(Beyrouth) – Au cours de l’année 2013, le Qatar a été sous le feu de la critique internationale du fait des graves abus subis par les migrants travaillant dans le pays, a indiqué aujourd’hui Human Rights Watch dans son Rapport mondial 2014. Les autorités ont ignoré les appels à la réforme du système juridique et réglementaire qui leur ont été lancés, le système actuel ouvrant la voie au travail forcé.

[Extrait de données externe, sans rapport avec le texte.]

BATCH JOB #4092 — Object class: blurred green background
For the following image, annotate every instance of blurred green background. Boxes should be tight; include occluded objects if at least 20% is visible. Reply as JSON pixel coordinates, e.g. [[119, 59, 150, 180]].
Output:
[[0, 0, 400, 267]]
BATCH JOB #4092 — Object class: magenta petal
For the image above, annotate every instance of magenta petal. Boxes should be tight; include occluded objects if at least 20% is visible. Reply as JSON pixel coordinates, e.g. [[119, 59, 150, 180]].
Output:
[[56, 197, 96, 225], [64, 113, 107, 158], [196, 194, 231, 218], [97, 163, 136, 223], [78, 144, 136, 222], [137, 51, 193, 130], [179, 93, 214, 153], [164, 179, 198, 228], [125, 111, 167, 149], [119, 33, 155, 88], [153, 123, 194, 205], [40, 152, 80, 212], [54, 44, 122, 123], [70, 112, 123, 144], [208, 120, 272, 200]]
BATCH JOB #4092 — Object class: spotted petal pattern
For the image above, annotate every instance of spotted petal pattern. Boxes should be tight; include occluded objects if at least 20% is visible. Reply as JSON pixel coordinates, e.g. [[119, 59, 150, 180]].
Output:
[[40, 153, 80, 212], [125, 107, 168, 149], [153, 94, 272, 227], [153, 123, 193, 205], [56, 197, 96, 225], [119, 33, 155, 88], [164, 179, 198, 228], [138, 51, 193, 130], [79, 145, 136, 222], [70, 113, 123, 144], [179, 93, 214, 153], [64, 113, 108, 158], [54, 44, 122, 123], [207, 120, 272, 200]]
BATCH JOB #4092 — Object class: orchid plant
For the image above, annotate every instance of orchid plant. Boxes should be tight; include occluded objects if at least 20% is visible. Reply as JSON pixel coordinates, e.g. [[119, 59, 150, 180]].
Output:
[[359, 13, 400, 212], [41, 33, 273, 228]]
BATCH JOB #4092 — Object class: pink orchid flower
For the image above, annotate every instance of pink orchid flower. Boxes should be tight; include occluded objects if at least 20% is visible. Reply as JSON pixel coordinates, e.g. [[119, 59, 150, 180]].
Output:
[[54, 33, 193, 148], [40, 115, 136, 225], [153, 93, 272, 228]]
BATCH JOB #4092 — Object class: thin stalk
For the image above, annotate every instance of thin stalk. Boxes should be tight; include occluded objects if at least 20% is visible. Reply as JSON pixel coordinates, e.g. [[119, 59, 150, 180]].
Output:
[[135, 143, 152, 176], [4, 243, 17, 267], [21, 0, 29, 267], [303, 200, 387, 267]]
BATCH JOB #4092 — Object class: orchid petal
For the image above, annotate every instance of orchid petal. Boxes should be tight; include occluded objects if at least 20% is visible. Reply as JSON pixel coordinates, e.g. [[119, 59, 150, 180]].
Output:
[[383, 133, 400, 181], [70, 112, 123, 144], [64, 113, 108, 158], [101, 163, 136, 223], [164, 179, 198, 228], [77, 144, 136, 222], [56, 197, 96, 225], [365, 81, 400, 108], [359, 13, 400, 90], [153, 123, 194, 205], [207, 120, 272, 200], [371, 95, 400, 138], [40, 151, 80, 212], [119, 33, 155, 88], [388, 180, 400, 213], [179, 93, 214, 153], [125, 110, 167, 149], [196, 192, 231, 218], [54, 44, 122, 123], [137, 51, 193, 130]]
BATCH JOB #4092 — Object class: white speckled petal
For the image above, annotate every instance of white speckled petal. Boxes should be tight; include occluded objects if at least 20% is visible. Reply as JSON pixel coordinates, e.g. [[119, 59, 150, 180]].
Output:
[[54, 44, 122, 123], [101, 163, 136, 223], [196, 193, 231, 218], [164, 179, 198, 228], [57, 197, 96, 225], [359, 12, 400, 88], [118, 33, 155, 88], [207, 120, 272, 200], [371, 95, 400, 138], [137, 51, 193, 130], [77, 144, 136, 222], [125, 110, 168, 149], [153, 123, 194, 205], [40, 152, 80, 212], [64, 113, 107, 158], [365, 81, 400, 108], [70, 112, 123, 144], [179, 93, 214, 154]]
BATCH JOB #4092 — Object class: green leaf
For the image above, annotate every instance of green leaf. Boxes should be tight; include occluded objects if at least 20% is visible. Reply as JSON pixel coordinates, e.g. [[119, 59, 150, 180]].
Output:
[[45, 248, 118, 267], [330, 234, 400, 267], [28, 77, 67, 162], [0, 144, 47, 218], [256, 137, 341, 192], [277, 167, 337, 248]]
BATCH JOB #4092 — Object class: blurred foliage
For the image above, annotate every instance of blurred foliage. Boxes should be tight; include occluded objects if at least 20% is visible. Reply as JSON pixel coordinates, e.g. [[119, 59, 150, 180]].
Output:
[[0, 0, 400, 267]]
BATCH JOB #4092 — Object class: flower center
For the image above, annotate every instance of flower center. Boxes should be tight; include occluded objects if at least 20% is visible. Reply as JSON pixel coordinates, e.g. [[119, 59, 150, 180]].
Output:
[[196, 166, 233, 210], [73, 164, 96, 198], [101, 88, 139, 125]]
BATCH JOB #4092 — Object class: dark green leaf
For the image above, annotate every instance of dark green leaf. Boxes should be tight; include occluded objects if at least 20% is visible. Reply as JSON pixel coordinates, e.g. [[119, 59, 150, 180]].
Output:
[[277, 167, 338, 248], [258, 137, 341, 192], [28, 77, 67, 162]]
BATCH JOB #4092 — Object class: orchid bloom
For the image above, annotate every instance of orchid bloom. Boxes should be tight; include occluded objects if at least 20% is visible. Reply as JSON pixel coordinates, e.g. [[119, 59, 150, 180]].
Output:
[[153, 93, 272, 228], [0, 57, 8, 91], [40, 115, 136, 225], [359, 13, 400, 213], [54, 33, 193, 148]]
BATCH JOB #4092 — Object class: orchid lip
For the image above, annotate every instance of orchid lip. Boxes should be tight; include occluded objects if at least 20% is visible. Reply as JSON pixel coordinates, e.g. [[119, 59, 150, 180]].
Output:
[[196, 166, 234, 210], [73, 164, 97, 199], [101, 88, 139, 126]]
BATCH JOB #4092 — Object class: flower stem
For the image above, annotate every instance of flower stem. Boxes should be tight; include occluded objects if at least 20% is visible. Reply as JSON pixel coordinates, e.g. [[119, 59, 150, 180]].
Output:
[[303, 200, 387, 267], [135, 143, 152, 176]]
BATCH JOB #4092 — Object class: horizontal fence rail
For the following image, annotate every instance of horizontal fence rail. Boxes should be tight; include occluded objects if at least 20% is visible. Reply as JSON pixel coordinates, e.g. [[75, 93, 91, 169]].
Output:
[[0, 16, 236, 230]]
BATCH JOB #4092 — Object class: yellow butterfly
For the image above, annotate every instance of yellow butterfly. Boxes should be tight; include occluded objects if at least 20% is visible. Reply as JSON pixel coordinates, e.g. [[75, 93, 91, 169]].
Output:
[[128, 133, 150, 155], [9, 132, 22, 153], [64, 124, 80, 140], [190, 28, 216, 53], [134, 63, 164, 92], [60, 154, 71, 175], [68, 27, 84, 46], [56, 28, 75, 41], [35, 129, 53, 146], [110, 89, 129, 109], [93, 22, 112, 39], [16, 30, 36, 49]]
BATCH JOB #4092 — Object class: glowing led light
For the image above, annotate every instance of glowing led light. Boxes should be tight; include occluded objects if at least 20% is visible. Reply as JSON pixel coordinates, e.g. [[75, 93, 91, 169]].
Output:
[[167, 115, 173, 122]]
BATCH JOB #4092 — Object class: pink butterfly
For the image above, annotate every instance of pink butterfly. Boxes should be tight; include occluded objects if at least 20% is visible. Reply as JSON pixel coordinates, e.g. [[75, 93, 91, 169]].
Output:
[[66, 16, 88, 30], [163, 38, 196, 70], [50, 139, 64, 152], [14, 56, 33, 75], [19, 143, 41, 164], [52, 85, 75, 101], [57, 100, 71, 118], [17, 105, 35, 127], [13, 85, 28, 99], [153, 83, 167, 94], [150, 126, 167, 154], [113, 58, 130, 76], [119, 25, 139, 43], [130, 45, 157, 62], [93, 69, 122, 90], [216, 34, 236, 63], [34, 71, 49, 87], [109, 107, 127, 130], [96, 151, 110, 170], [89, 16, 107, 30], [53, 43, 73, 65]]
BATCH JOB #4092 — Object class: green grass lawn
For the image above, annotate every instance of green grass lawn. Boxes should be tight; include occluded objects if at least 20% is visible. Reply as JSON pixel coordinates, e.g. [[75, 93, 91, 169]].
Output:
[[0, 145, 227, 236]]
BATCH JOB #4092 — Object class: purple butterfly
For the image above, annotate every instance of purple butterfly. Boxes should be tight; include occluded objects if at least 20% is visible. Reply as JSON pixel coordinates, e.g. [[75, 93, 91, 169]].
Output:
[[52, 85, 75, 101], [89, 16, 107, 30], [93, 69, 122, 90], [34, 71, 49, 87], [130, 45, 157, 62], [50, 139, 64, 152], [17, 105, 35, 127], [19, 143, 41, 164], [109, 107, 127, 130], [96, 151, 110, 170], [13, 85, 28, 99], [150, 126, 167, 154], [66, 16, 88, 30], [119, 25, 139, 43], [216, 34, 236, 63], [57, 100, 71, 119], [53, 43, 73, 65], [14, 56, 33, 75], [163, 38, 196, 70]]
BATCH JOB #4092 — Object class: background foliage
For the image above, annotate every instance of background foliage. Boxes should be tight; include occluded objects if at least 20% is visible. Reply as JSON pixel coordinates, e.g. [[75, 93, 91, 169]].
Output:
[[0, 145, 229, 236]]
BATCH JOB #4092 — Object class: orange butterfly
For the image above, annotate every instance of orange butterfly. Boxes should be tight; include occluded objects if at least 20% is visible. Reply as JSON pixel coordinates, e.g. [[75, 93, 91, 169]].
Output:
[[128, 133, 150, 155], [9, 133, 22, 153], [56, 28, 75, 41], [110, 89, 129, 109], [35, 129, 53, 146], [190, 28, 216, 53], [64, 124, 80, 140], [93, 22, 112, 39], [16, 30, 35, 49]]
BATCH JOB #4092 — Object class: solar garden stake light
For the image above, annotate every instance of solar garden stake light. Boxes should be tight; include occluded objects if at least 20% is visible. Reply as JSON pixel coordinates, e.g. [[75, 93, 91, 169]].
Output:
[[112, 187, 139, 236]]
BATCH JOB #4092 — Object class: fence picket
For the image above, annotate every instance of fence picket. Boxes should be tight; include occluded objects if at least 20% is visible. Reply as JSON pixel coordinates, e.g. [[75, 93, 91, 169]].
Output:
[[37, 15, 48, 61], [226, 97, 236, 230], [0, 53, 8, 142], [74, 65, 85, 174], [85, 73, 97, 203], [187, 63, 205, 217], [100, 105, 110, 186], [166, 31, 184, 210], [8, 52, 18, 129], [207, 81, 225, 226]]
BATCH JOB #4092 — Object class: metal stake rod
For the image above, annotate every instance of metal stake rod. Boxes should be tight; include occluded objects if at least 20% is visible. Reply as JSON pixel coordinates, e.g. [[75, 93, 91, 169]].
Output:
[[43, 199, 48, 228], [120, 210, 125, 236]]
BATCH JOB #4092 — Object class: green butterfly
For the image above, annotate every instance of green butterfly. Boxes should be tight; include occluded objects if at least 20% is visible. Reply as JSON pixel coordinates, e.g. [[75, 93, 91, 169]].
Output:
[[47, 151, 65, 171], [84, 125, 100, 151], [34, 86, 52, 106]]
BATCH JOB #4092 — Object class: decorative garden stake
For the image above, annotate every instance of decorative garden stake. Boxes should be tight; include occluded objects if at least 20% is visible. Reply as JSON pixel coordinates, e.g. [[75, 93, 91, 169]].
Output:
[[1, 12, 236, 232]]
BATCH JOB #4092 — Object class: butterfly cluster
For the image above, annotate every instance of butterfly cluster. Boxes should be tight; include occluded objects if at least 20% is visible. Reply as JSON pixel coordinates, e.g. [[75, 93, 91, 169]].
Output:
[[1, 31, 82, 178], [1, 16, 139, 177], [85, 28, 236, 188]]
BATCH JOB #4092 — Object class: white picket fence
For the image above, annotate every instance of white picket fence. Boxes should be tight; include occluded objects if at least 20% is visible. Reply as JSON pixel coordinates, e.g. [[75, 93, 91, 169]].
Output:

Human Rights Watch a indiqué en janvier 2013 que, en l’absence de réformes majeures, les dix milliers de travailleurs migrants œuvrant à la construction des infrastructures pour la Coupe du Monde de la FIFA 2022 seraient en proie à l’exploitation et à la misère. D’autres révélations ont été faites en 2013 sur les conditions de vie et de travail épouvantables et sur les taux de mortalité élevés observés chez les travailleurs migrants. Mais en dépit des critiques internationales de plus en plus nombreuses, les autorités qataries n’ont manifesté aucune volonté particulière quant à la mise en œuvre des réformes nécessaires.
« Le Qatar se trouve sous le feu des projecteurs au sujet d’un problème qui constitue un véritable fléau dans la région du Golfe, et les autorités qataries devraient considérer cela comme une opportunité de donner le bon exemple », a déclaré Sarah Leah Whitson, directrice de la division Moyen Orient à Human Rights Watch. « Si le Qatar saisit cette opportunité, le pays gagnera une reconnaissance internationale. »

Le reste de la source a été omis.